The public protector says it should be replaced with: “The primary object of the South African Reserve Bank is to promote balanced and sustainable economic growth in the Republic, while ensuring that the socioeconomic well-being of the citizens are protected.”
This change is inappropriate, not because it introduces the socioeconomic well-being of the citizens into the mandate, but because it removes any reference to the responsibility of the central bank in regard to the value of the currency.
In my 2005 book “Season of Hope” I also raised concerns about the absence in the constitutional mandate of the bank of a reference to the welfare of the people. After all, even the mandate of the US’s Federal Reserve Bank places the value of the currency and maximum employment as its twin responsibilities.
It could be argued that even without this clause, the South African Reserve Bank has occasionally acted as if it has a social mandate.
This was particularly evident in the Gill Marcus era when as governor she kept interest rates lower than ostensibly justified by the inflation rate because of the dire state of the economy in the post-financial crisis period.
A welfare or employment element in its mandate could, at least in the abstract, bring a suitable balance to the responsibilities of the bank. But the public protector’s proposal to drop any reference to monetary stability would be extreme, utterly unconventional, and hopelessly foolish.
As a bundle of proposals, the public protector’s findings have created a great stir.
It is very doubtful that Absa (now Barclays Africa) could be made to pay for Sanlam’s benefit and beyond even the realms of the post-truth era that monetary stability would be entirely removed from the constitution.
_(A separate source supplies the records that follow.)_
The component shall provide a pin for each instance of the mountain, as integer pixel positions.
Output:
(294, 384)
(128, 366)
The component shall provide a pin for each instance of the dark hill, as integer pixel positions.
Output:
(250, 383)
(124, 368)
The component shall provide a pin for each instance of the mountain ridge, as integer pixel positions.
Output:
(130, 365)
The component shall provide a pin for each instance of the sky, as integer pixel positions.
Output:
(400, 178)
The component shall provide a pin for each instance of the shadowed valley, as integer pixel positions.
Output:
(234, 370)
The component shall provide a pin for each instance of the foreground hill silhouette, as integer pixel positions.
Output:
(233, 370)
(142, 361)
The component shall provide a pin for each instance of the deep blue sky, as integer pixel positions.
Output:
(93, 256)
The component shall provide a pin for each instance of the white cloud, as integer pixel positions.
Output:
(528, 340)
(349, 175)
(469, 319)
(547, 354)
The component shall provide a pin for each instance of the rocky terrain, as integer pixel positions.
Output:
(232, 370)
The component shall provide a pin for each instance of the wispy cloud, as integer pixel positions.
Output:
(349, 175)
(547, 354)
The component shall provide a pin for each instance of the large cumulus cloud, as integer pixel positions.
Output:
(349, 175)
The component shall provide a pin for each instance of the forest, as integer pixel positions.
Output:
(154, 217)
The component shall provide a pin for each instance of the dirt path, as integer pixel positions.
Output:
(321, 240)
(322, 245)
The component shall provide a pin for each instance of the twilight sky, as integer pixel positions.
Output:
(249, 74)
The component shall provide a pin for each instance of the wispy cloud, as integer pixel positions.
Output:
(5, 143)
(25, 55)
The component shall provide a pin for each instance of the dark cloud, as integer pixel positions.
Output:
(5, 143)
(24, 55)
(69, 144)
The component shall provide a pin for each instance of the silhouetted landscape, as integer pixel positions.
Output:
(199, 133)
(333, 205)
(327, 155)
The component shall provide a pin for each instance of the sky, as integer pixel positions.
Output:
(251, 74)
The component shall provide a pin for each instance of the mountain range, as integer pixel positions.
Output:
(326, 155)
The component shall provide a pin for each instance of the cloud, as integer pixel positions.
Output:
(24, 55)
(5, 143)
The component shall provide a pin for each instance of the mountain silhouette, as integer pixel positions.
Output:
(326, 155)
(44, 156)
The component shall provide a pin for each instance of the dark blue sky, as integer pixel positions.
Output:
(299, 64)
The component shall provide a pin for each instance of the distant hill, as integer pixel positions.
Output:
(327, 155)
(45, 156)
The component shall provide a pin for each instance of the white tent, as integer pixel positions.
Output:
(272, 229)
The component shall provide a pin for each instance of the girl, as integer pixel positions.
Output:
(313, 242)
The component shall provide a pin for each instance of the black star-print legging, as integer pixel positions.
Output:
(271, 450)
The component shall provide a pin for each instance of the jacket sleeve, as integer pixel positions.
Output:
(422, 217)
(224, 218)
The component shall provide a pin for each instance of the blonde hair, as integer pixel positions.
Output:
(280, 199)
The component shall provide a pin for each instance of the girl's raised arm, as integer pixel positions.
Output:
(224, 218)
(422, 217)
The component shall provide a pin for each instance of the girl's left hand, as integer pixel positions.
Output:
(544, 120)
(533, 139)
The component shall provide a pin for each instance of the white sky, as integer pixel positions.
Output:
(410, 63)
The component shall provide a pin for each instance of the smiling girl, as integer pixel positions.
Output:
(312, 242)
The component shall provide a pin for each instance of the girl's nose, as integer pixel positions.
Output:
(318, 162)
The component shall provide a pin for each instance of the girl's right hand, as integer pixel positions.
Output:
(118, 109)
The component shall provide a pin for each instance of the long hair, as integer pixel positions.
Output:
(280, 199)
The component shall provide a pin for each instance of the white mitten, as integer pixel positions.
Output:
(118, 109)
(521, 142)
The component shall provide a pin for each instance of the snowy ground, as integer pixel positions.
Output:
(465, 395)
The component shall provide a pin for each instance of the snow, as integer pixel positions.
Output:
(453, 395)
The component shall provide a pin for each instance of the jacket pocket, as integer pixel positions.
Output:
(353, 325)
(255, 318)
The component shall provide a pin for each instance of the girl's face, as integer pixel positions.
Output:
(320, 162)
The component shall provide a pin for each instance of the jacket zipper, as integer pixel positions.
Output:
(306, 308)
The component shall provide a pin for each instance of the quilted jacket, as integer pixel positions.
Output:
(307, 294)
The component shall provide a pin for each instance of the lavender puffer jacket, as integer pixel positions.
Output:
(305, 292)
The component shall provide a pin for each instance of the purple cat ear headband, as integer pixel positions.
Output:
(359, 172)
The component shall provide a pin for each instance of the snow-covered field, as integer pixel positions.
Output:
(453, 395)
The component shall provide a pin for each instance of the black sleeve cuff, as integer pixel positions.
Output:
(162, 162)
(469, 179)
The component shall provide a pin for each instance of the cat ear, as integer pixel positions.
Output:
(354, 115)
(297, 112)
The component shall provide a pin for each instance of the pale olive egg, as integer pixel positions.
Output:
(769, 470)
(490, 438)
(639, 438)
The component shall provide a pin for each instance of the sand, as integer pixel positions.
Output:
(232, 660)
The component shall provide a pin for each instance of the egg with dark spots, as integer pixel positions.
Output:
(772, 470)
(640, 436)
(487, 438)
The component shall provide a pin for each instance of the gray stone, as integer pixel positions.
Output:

It is hard to imagine that the public protector actually saw these proposals as viable.
The cynical among us might speculate that the ignition of such a grass fire is a wonderful way to deflect attention from pertinent state capture issues, and to implicitly support the radical economic transformation version of the “white monopoly capital” thesis that so much that is wrong with South Africa can be blamed on a few immoral capitalists.
Alan Hirsch is a professor and director of the Graduate School of Development Policy, University of Cape Town. This piece first appeared in The Conversation.